In base alle nuove disposizioni, la fattura si intende emessa sia nell'ipotesi in cui il SdI rilascia una ricevuta di consegna, sia nell'ipotesi in cui il sistema rilascia una ricevuta attestante l'impossibilità di recapito.
Per eventuali rettifiche successive, in entrambi i casi, il fornitore dovrà emettere una nota di variazione che dovrà transitare necessariamente sul SdI.
La fattura si intende non emessa soltanto nell'ipotesi in cui il sistema rilascia una ricevuta di scarto. In tal caso, la nota di variazione eventualmente emessa per "stornare" la fattura nella contabilità del fornitore non dovrà transitare dal SdI, in quanto la fattura originaria non è mai stata presa in carico dal sistema.
Occorre però osservare che in una nota congiunta del 15.5.2018, ANC e Confimi Industria, commentando il provvedimento 89757/2018 in tema di fatturazione elettronica, sottolineano come le “asincronie” fra la data di trasmissione del documento al Sistema di Interscambio, la data di ricezione del SdI e quella di recapito al destinatario possano far ritenere sostenibile “il non contrasto del requisito dell’arrivo/possesso della fattura (C.M. 1/E/2018) con la disciplina del DPR 100/98”.

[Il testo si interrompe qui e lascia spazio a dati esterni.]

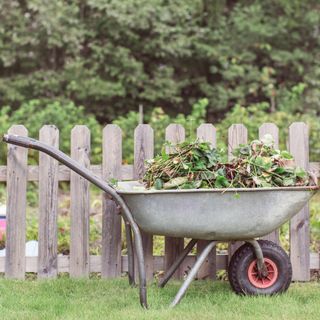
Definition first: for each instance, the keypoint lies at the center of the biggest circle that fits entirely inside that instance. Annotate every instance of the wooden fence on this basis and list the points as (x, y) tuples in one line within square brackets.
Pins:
[(111, 264)]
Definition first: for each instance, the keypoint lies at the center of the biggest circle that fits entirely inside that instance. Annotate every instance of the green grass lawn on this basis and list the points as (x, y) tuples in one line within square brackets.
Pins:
[(114, 299)]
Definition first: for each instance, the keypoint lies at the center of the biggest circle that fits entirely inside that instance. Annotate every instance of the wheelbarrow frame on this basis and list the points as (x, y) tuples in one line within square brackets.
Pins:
[(134, 244)]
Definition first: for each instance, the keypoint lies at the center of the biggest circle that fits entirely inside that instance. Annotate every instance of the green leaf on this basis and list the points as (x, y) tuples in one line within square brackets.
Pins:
[(286, 155), (158, 184)]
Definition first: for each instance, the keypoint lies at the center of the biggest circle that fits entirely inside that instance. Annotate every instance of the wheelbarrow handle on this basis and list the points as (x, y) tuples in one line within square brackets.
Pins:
[(27, 142)]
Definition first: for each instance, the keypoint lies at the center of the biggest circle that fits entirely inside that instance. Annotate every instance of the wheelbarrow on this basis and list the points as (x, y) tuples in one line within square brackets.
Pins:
[(257, 267)]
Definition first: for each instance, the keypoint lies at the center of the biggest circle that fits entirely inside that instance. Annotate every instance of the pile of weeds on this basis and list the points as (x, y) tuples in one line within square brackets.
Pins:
[(196, 165)]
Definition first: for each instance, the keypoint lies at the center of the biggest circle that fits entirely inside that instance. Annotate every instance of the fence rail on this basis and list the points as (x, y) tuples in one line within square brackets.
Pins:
[(111, 264)]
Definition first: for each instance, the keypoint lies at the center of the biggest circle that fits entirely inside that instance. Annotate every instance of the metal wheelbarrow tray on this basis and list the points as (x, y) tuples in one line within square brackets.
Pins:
[(214, 214), (257, 267)]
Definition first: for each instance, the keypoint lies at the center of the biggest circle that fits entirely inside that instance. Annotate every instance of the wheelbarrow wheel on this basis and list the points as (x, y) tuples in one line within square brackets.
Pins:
[(243, 271)]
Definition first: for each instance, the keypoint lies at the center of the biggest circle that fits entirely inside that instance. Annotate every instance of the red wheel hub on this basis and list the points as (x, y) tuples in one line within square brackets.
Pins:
[(263, 281)]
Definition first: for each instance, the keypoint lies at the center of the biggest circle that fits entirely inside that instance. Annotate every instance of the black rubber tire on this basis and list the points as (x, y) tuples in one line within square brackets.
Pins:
[(242, 258)]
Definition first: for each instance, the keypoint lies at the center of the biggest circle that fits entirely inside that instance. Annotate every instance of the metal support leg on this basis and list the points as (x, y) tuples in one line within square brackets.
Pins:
[(130, 255), (177, 263), (259, 254), (193, 272)]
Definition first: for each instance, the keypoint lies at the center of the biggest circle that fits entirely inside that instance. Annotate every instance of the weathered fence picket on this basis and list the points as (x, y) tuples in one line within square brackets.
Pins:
[(111, 264), (111, 219), (48, 206), (237, 134), (271, 128), (299, 224), (207, 133), (143, 150), (79, 204)]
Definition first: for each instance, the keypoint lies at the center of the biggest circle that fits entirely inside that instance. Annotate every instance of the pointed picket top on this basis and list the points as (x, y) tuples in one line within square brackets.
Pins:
[(112, 152), (207, 132), (48, 205), (175, 133), (237, 134), (270, 128)]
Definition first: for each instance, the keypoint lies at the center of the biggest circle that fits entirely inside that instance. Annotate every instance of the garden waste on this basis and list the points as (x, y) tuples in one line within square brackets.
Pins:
[(197, 165)]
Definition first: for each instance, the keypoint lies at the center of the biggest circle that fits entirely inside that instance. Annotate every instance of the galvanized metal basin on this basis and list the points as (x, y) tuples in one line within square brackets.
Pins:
[(215, 214)]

Nel documento si legge infatti come, al fine dell’individuazione del dies a quo di decorrenza del diritto alla detrazione, possa essere sufficiente che il possesso della fattura “risulti perfezionato entro la scadenza della liquidazione dell’IVA”.
ANC e Confimi Industria sottolineano come, nella circostanza in cui il 31 maggio il cessionario proceda all’acquisto di un bene e nella stessa data il cedente emetta e trasmetta la fattura elettronica al SdI, questa potrebbe essere recapitata al cessionario successivamente, ad esempio il 1° giugno.
Se non fosse concessa al cessionario la possibilità di esercitare la detrazione con riferimento al mese di maggio, verrebbe violato il principio della detrazione immediata previsto dall’art. 179 della direttiva 2006/112/CE, secondo cui il soggetto passivo “opera la detrazione globalmente, sottraendo dall'importo dell'imposta dovuta per un periodo d'imposta l'ammontare dell'IVA per la quale il diritto a detrazione è sorto, nello stesso periodo”.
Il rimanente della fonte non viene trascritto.